Aos desavisados, Gianecchini já deixou de assumir os tons grisalhos. Com barba e cabelo pretos, ele encarna outro arquétipo masculino, estreando, nesta quinta-feira (9), a peça “A Herança”, do americano Matthew López, no Teatro Vivo. Gianecchini interpreta Henry, par romântico de Eric, papel de Bruno Fagundes, de 33 anos, filho dos atores Bruno Fagundes e Mara Carvalho.

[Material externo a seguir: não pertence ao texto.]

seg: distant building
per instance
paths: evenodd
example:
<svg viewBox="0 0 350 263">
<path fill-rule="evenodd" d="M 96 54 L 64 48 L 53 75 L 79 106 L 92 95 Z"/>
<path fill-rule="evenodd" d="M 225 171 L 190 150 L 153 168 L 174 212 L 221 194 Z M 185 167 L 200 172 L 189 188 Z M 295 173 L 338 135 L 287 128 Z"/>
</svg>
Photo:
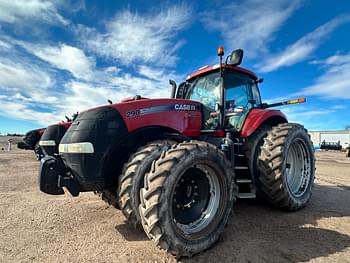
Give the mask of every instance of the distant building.
<svg viewBox="0 0 350 263">
<path fill-rule="evenodd" d="M 343 148 L 350 145 L 350 130 L 340 131 L 309 131 L 314 146 L 320 146 L 323 141 L 340 142 Z"/>
</svg>

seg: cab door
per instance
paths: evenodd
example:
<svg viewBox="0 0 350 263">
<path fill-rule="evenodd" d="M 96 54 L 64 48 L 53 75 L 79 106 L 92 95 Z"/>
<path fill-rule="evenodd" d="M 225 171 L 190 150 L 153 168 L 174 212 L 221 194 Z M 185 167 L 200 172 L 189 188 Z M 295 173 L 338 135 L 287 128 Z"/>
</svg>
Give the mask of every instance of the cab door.
<svg viewBox="0 0 350 263">
<path fill-rule="evenodd" d="M 226 128 L 239 132 L 244 120 L 252 108 L 260 103 L 253 96 L 252 86 L 255 82 L 244 74 L 229 72 L 225 77 L 225 119 Z M 255 87 L 256 88 L 256 87 Z M 258 92 L 257 88 L 256 91 Z"/>
</svg>

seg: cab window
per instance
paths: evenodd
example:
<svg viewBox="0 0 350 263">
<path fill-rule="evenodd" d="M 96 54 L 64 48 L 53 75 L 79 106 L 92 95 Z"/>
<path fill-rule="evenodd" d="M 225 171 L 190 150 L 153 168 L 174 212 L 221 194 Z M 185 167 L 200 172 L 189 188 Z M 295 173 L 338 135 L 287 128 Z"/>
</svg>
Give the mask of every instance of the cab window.
<svg viewBox="0 0 350 263">
<path fill-rule="evenodd" d="M 253 100 L 255 100 L 256 106 L 260 106 L 261 105 L 261 97 L 260 97 L 258 85 L 256 83 L 252 82 L 251 87 L 252 87 Z"/>
<path fill-rule="evenodd" d="M 226 128 L 240 131 L 252 104 L 251 80 L 248 76 L 229 73 L 225 78 Z"/>
<path fill-rule="evenodd" d="M 225 80 L 226 110 L 240 112 L 252 107 L 250 81 L 245 76 L 228 74 Z"/>
<path fill-rule="evenodd" d="M 205 130 L 214 130 L 219 124 L 218 115 L 215 115 L 215 105 L 220 103 L 220 83 L 219 72 L 198 76 L 189 82 L 188 91 L 184 96 L 185 99 L 202 103 L 203 128 Z"/>
</svg>

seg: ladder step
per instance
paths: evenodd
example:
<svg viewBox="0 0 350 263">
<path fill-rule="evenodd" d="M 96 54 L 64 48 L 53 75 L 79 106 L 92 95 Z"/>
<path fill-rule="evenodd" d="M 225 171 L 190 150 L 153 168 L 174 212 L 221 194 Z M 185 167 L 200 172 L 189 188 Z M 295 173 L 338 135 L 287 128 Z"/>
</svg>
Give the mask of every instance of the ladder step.
<svg viewBox="0 0 350 263">
<path fill-rule="evenodd" d="M 237 181 L 237 183 L 239 183 L 239 184 L 248 184 L 248 183 L 252 183 L 252 180 L 250 180 L 250 179 L 237 179 L 236 181 Z"/>
<path fill-rule="evenodd" d="M 235 166 L 235 170 L 247 170 L 248 166 Z"/>
<path fill-rule="evenodd" d="M 238 198 L 242 199 L 248 199 L 248 198 L 255 198 L 256 195 L 254 193 L 239 193 Z"/>
<path fill-rule="evenodd" d="M 239 154 L 239 153 L 235 153 L 235 156 L 245 157 L 245 155 L 244 155 L 244 154 Z"/>
</svg>

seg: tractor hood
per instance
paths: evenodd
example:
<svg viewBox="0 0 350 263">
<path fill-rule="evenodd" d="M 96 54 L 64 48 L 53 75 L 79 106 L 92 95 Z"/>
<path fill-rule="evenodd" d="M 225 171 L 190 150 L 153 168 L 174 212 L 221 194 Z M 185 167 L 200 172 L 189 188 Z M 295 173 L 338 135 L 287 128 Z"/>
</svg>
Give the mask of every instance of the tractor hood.
<svg viewBox="0 0 350 263">
<path fill-rule="evenodd" d="M 182 99 L 136 99 L 93 108 L 74 120 L 60 142 L 59 153 L 82 191 L 102 189 L 105 171 L 113 170 L 104 166 L 111 152 L 132 144 L 134 134 L 154 128 L 158 129 L 155 136 L 163 129 L 197 137 L 201 110 L 199 102 Z M 116 166 L 122 157 L 118 158 Z"/>
<path fill-rule="evenodd" d="M 202 104 L 199 102 L 141 98 L 111 106 L 120 112 L 129 132 L 153 125 L 174 129 L 188 137 L 200 135 Z"/>
<path fill-rule="evenodd" d="M 128 132 L 142 127 L 163 126 L 174 129 L 188 137 L 200 135 L 202 126 L 202 104 L 186 99 L 149 99 L 135 96 L 123 99 L 120 103 L 107 104 L 81 112 L 84 116 L 98 109 L 112 108 L 116 110 L 124 121 Z M 96 118 L 99 115 L 96 115 Z M 80 119 L 79 118 L 79 119 Z M 189 121 L 195 119 L 196 121 Z M 76 120 L 77 121 L 77 120 Z M 75 122 L 73 122 L 75 123 Z"/>
<path fill-rule="evenodd" d="M 45 128 L 31 130 L 26 133 L 22 142 L 17 144 L 17 147 L 25 150 L 34 150 L 35 145 L 40 140 Z"/>
<path fill-rule="evenodd" d="M 72 122 L 70 121 L 59 122 L 46 128 L 39 141 L 39 145 L 45 155 L 53 156 L 55 153 L 58 153 L 58 145 L 71 124 Z"/>
</svg>

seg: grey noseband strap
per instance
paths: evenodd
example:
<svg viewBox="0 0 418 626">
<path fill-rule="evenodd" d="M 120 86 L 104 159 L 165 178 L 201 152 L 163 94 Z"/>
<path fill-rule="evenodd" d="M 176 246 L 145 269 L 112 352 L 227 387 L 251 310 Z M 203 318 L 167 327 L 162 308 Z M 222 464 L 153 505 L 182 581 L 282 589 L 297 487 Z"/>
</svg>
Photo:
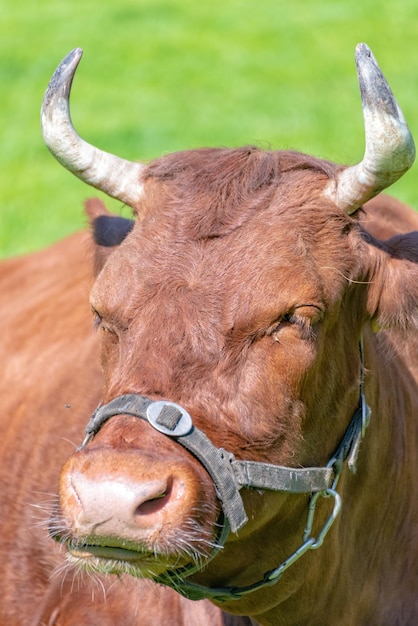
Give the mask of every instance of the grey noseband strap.
<svg viewBox="0 0 418 626">
<path fill-rule="evenodd" d="M 175 438 L 205 467 L 214 481 L 223 512 L 232 532 L 246 522 L 247 515 L 239 493 L 242 487 L 317 493 L 328 489 L 334 478 L 332 467 L 289 468 L 255 461 L 238 461 L 223 448 L 216 448 L 206 435 L 193 425 L 190 415 L 174 402 L 153 402 L 144 396 L 127 394 L 100 406 L 93 413 L 81 447 L 115 415 L 133 415 L 147 420 L 159 432 Z"/>
</svg>

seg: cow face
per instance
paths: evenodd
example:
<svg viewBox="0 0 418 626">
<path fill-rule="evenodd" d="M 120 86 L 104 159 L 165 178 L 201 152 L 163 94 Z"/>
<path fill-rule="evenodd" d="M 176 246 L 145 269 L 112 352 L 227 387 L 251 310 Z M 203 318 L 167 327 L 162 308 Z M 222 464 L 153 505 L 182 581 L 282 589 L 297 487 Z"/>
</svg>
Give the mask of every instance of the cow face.
<svg viewBox="0 0 418 626">
<path fill-rule="evenodd" d="M 321 195 L 332 172 L 254 149 L 149 167 L 143 217 L 97 268 L 91 293 L 103 402 L 174 401 L 237 458 L 327 460 L 347 425 L 341 401 L 344 413 L 357 403 L 366 316 L 367 244 Z M 132 417 L 110 420 L 70 458 L 60 496 L 73 555 L 107 571 L 155 576 L 216 541 L 220 507 L 204 468 Z M 243 498 L 247 534 L 289 497 Z"/>
</svg>

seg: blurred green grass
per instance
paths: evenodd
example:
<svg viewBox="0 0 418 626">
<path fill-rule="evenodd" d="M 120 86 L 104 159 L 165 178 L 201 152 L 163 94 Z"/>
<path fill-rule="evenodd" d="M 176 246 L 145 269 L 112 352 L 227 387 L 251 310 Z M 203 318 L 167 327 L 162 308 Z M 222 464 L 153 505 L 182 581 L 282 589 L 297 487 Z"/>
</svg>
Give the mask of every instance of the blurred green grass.
<svg viewBox="0 0 418 626">
<path fill-rule="evenodd" d="M 95 194 L 39 130 L 45 87 L 72 48 L 84 49 L 74 124 L 109 152 L 150 160 L 256 143 L 354 163 L 364 148 L 355 45 L 373 49 L 418 137 L 417 27 L 416 0 L 1 0 L 0 256 L 83 226 Z M 418 207 L 415 171 L 391 193 Z"/>
</svg>

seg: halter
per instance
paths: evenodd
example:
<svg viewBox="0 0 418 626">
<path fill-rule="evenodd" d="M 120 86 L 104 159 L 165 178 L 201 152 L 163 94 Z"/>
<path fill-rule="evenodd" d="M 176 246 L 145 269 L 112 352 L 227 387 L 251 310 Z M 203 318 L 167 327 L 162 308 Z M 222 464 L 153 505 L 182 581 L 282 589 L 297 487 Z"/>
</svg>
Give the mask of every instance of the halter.
<svg viewBox="0 0 418 626">
<path fill-rule="evenodd" d="M 180 405 L 160 400 L 154 402 L 145 396 L 126 394 L 118 396 L 108 404 L 99 406 L 86 427 L 86 437 L 79 449 L 82 449 L 100 430 L 103 424 L 116 415 L 132 415 L 147 421 L 158 432 L 171 437 L 191 452 L 205 467 L 211 476 L 216 495 L 222 504 L 223 520 L 216 548 L 207 558 L 207 563 L 223 547 L 230 531 L 236 533 L 246 524 L 248 517 L 240 495 L 242 487 L 284 491 L 294 494 L 311 495 L 307 522 L 299 548 L 278 567 L 265 572 L 263 578 L 245 587 L 204 587 L 185 580 L 203 569 L 190 565 L 168 571 L 155 578 L 155 582 L 175 587 L 191 600 L 210 598 L 226 602 L 241 598 L 257 589 L 274 585 L 283 573 L 308 550 L 319 548 L 341 510 L 341 498 L 336 491 L 338 480 L 345 461 L 351 472 L 356 471 L 356 462 L 361 440 L 370 421 L 364 392 L 364 358 L 360 342 L 360 384 L 359 403 L 344 433 L 336 452 L 325 467 L 290 468 L 256 461 L 241 461 L 223 448 L 215 447 L 210 439 L 193 425 L 189 413 Z M 332 498 L 333 510 L 317 537 L 312 536 L 316 506 L 320 498 Z"/>
</svg>

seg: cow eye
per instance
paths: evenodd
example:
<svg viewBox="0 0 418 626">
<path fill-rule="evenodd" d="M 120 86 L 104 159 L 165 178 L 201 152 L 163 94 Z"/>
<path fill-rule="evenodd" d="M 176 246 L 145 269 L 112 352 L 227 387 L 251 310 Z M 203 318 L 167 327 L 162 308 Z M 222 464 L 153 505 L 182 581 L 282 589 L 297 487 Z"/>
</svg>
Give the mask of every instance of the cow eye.
<svg viewBox="0 0 418 626">
<path fill-rule="evenodd" d="M 297 318 L 292 313 L 285 313 L 280 317 L 279 320 L 275 322 L 273 327 L 270 329 L 269 335 L 272 335 L 274 339 L 278 340 L 278 334 L 284 328 L 287 328 L 289 325 L 296 324 Z"/>
<path fill-rule="evenodd" d="M 93 324 L 95 329 L 100 329 L 103 332 L 113 333 L 113 331 L 105 324 L 100 313 L 93 309 Z"/>
<path fill-rule="evenodd" d="M 280 317 L 268 333 L 275 341 L 280 341 L 280 335 L 286 329 L 295 329 L 301 339 L 315 338 L 317 322 L 322 317 L 322 310 L 315 305 L 303 305 L 288 311 Z"/>
<path fill-rule="evenodd" d="M 282 319 L 280 320 L 281 323 L 285 323 L 285 324 L 291 324 L 292 321 L 296 321 L 296 318 L 294 315 L 292 315 L 292 313 L 285 313 L 285 315 L 283 315 Z"/>
</svg>

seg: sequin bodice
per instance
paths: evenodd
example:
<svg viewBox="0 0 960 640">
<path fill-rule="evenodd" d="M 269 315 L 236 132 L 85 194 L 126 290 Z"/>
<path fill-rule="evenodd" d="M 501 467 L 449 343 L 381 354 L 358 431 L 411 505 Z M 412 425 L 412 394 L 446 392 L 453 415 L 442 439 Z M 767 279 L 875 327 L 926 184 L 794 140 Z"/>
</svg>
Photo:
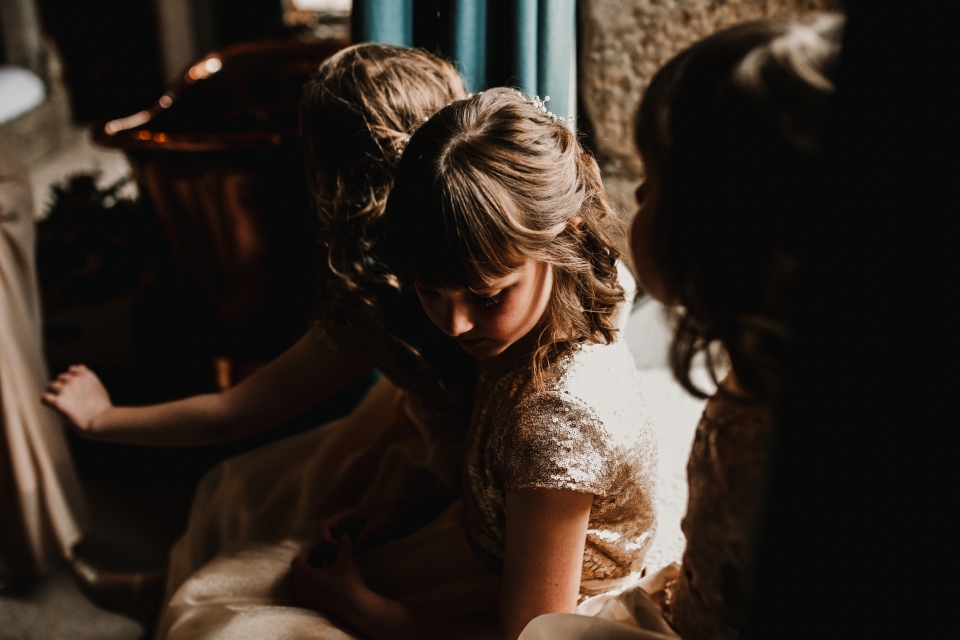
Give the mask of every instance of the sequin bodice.
<svg viewBox="0 0 960 640">
<path fill-rule="evenodd" d="M 481 367 L 467 435 L 474 550 L 502 570 L 508 489 L 573 489 L 594 494 L 581 593 L 591 581 L 638 571 L 655 532 L 657 446 L 626 346 L 579 347 L 554 363 L 540 387 L 529 364 L 497 360 Z"/>
<path fill-rule="evenodd" d="M 763 409 L 720 396 L 707 403 L 687 463 L 683 567 L 664 602 L 684 638 L 740 637 L 770 440 Z"/>
</svg>

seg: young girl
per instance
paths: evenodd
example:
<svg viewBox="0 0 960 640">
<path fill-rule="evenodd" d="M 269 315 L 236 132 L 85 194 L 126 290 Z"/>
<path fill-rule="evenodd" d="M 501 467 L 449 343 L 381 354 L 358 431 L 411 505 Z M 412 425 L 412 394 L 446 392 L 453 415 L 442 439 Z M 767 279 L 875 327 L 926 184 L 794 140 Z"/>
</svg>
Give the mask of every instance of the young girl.
<svg viewBox="0 0 960 640">
<path fill-rule="evenodd" d="M 535 616 L 572 612 L 639 574 L 656 442 L 616 341 L 624 293 L 609 216 L 593 159 L 512 89 L 455 102 L 413 135 L 383 250 L 438 333 L 480 362 L 462 526 L 501 578 L 499 607 L 478 617 L 450 613 L 449 600 L 390 597 L 365 580 L 347 536 L 330 567 L 306 552 L 294 561 L 302 602 L 364 637 L 513 640 Z"/>
<path fill-rule="evenodd" d="M 169 592 L 228 541 L 312 535 L 315 523 L 346 506 L 459 492 L 475 367 L 455 345 L 423 345 L 424 358 L 408 357 L 406 345 L 420 344 L 427 321 L 411 294 L 394 307 L 420 316 L 406 333 L 387 333 L 377 296 L 395 291 L 397 280 L 370 249 L 398 143 L 464 96 L 453 67 L 422 51 L 358 45 L 320 66 L 304 90 L 301 121 L 329 268 L 314 330 L 277 360 L 223 393 L 148 407 L 113 406 L 82 366 L 50 384 L 46 401 L 85 437 L 188 446 L 249 436 L 374 367 L 384 373 L 347 418 L 207 474 L 171 554 Z"/>
<path fill-rule="evenodd" d="M 637 115 L 645 180 L 632 244 L 641 286 L 674 309 L 670 361 L 684 387 L 706 397 L 691 366 L 705 357 L 716 380 L 717 347 L 730 365 L 687 465 L 683 565 L 645 585 L 684 640 L 739 637 L 750 604 L 770 412 L 797 311 L 842 28 L 842 17 L 820 15 L 710 36 L 657 73 Z M 619 600 L 640 627 L 663 629 L 644 593 Z M 561 616 L 534 621 L 527 634 L 649 637 Z"/>
<path fill-rule="evenodd" d="M 792 333 L 843 20 L 761 21 L 681 53 L 637 116 L 646 180 L 633 251 L 645 291 L 676 308 L 671 365 L 730 372 L 687 466 L 687 548 L 664 613 L 685 640 L 736 638 L 750 601 L 770 411 Z M 716 378 L 716 374 L 714 374 Z M 802 542 L 802 541 L 801 541 Z"/>
</svg>

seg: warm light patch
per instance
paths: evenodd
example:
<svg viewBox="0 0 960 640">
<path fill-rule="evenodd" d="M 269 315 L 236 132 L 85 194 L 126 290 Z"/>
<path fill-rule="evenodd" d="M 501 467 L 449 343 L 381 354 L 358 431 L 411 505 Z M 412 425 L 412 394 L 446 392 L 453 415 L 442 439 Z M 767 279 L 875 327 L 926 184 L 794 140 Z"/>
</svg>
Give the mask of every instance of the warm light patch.
<svg viewBox="0 0 960 640">
<path fill-rule="evenodd" d="M 190 71 L 187 71 L 187 77 L 193 81 L 203 80 L 220 71 L 222 68 L 223 62 L 221 62 L 220 58 L 211 56 L 190 67 Z"/>
<path fill-rule="evenodd" d="M 148 120 L 150 120 L 150 113 L 147 111 L 140 111 L 132 116 L 127 116 L 126 118 L 117 118 L 116 120 L 111 120 L 104 125 L 103 130 L 107 132 L 107 135 L 112 136 L 120 131 L 126 131 L 127 129 L 139 127 Z"/>
</svg>

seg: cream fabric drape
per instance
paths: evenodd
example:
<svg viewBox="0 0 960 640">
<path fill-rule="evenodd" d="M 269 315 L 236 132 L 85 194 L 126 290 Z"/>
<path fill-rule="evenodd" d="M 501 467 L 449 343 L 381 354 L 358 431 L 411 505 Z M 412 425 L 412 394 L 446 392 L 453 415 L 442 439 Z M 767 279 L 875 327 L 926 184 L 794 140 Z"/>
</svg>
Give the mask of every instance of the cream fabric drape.
<svg viewBox="0 0 960 640">
<path fill-rule="evenodd" d="M 622 589 L 584 600 L 576 614 L 534 618 L 517 640 L 680 640 L 654 603 L 679 571 L 680 565 L 673 563 Z"/>
<path fill-rule="evenodd" d="M 40 396 L 47 383 L 34 268 L 30 181 L 0 134 L 0 576 L 69 557 L 85 507 L 66 439 Z"/>
</svg>

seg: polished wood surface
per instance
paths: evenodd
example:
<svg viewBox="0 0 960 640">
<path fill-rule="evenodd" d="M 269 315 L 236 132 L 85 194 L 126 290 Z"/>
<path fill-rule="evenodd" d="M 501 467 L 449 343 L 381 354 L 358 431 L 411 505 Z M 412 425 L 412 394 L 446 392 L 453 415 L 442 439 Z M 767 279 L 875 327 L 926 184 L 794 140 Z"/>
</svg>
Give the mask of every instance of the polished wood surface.
<svg viewBox="0 0 960 640">
<path fill-rule="evenodd" d="M 97 143 L 126 152 L 232 359 L 268 360 L 306 327 L 317 262 L 298 104 L 319 62 L 346 44 L 214 52 L 152 107 L 95 128 Z"/>
</svg>

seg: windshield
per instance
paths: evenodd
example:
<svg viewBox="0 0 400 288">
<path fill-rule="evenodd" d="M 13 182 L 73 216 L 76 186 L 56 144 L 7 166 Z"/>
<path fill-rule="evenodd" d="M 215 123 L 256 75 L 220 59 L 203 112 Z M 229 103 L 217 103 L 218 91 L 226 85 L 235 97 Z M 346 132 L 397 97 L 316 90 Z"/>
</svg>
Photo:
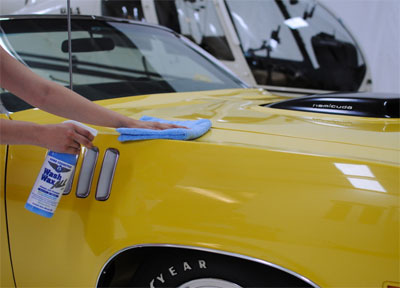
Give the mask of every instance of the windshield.
<svg viewBox="0 0 400 288">
<path fill-rule="evenodd" d="M 14 19 L 1 23 L 0 44 L 37 74 L 67 86 L 67 21 Z M 72 19 L 73 89 L 90 100 L 243 87 L 242 82 L 156 27 Z M 8 111 L 31 108 L 3 91 Z"/>
<path fill-rule="evenodd" d="M 226 0 L 257 84 L 357 91 L 366 67 L 354 39 L 313 0 Z"/>
</svg>

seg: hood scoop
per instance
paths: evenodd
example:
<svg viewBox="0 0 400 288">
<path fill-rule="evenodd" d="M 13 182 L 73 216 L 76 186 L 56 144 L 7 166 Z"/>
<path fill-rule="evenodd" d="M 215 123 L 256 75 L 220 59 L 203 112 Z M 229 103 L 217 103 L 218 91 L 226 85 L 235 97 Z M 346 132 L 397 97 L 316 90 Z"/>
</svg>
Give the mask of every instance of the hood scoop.
<svg viewBox="0 0 400 288">
<path fill-rule="evenodd" d="M 400 94 L 332 93 L 306 96 L 273 104 L 269 108 L 374 118 L 399 118 Z"/>
</svg>

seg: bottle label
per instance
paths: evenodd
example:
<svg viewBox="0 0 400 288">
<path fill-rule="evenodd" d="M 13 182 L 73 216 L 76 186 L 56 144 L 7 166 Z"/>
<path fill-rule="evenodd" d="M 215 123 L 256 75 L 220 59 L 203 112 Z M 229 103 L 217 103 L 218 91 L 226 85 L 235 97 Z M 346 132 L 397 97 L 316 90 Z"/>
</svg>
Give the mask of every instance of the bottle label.
<svg viewBox="0 0 400 288">
<path fill-rule="evenodd" d="M 51 217 L 75 166 L 48 154 L 25 207 L 39 215 Z"/>
</svg>

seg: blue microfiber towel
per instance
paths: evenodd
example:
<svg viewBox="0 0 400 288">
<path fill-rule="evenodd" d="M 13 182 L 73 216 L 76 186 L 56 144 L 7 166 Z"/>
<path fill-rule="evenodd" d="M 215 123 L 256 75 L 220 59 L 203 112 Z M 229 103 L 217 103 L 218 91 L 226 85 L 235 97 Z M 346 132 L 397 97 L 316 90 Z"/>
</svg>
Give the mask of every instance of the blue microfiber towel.
<svg viewBox="0 0 400 288">
<path fill-rule="evenodd" d="M 211 128 L 211 121 L 208 119 L 169 121 L 150 116 L 143 116 L 140 120 L 175 124 L 185 126 L 189 129 L 172 128 L 165 130 L 152 130 L 144 128 L 117 128 L 117 132 L 121 134 L 118 137 L 118 140 L 121 142 L 148 139 L 192 140 L 202 136 Z"/>
</svg>

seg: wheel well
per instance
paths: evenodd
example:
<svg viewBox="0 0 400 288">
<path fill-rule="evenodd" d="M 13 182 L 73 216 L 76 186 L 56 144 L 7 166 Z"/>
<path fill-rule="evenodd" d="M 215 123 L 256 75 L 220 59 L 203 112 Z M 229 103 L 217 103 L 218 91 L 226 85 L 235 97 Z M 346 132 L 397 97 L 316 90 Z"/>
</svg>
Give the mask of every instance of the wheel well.
<svg viewBox="0 0 400 288">
<path fill-rule="evenodd" d="M 211 266 L 214 267 L 209 269 Z M 241 286 L 318 287 L 301 275 L 265 261 L 223 251 L 174 245 L 142 245 L 120 251 L 103 267 L 97 287 L 135 286 L 132 279 L 142 279 L 144 274 L 146 279 L 150 279 L 141 280 L 144 285 L 149 284 L 147 286 L 153 286 L 150 285 L 151 279 L 161 274 L 166 279 L 179 273 L 187 274 L 185 281 L 197 279 L 194 274 L 183 273 L 189 268 L 202 270 L 207 277 L 218 279 L 225 279 L 220 275 L 229 275 L 227 278 L 230 279 L 225 280 L 233 279 Z"/>
</svg>

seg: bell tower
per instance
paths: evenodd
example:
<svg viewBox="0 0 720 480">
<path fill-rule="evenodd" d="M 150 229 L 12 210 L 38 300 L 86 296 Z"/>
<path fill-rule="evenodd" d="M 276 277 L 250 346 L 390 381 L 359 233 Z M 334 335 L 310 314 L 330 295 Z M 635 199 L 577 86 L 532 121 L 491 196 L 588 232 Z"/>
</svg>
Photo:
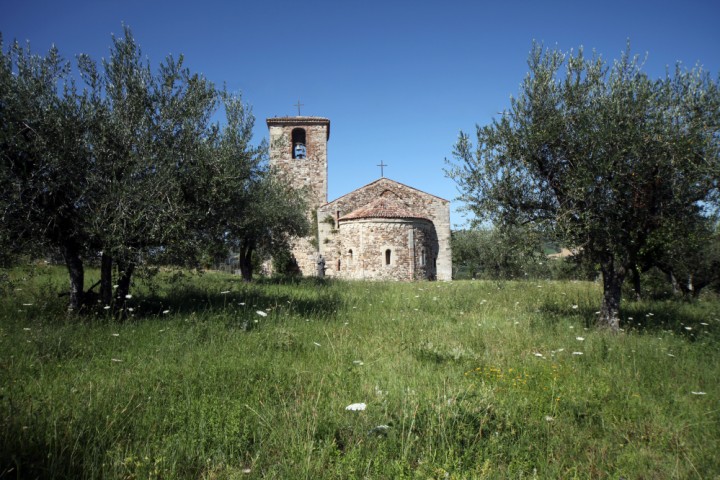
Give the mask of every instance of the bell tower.
<svg viewBox="0 0 720 480">
<path fill-rule="evenodd" d="M 267 119 L 270 133 L 270 166 L 296 189 L 304 189 L 306 212 L 317 225 L 317 208 L 327 203 L 327 142 L 330 120 L 323 117 L 273 117 Z M 318 245 L 315 236 L 298 238 L 293 255 L 304 276 L 317 271 Z"/>
<path fill-rule="evenodd" d="M 307 188 L 313 210 L 327 203 L 327 142 L 330 120 L 322 117 L 274 117 L 270 130 L 270 166 L 295 188 Z"/>
</svg>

No elenco, 11 atores, entre eles André Torquato e Felipe Hintze, se desdobram em 25 personagens, numa peça de cinco horas e meia dirigida por Zé Henrique de Paula. Exigindo fôlego ao público, o texto é dividido em duas partes de duas horas e meia, cada uma subdividida em atos, delimitados por intervalos, mais um elemento para aumentar o frisson que a peça tem causado na cidade desde que foi anunciada.
Já são mais de 3.000 ingressos vendidos, o equivalente a dez apresentações lotadas. Para a segunda parte, que só será encenada no fim do mês, 950 entradas foram adquiridas -ou seja, quase mil pessoas, mesmo desconhecendo a história, reafirmaram a curiosidade pelo desenrolar da trama.
Na Broadway, onde estreou em 2019 depois de uma temporada em Londres, o texto causou histeria similar, tendo sido um fenômeno de público e crítica. O jornal britânico The Daily Telegraph disse que “A Herança” é a peça mais importante dos Estados Unidos no século 21. Em 2020, a obra de López havia arrematado quatro prêmios Tony, o mais importante do teatro, incluindo a categoria de melhor drama.
“É um épico gay com um texto lírico, em que a plateia é convocada a interagir com a sucessão de acontecimentos”, afirma Fagundes, que assistiu à montagem na Broadway e resolveu trazer a obra ao Brasil com a tradução de De Paula. O ator trata a encenação de cinco horas e meia como um ato político, senão revolucionário, num contexto em que o olhar do público se dispersa nas telas dos celulares.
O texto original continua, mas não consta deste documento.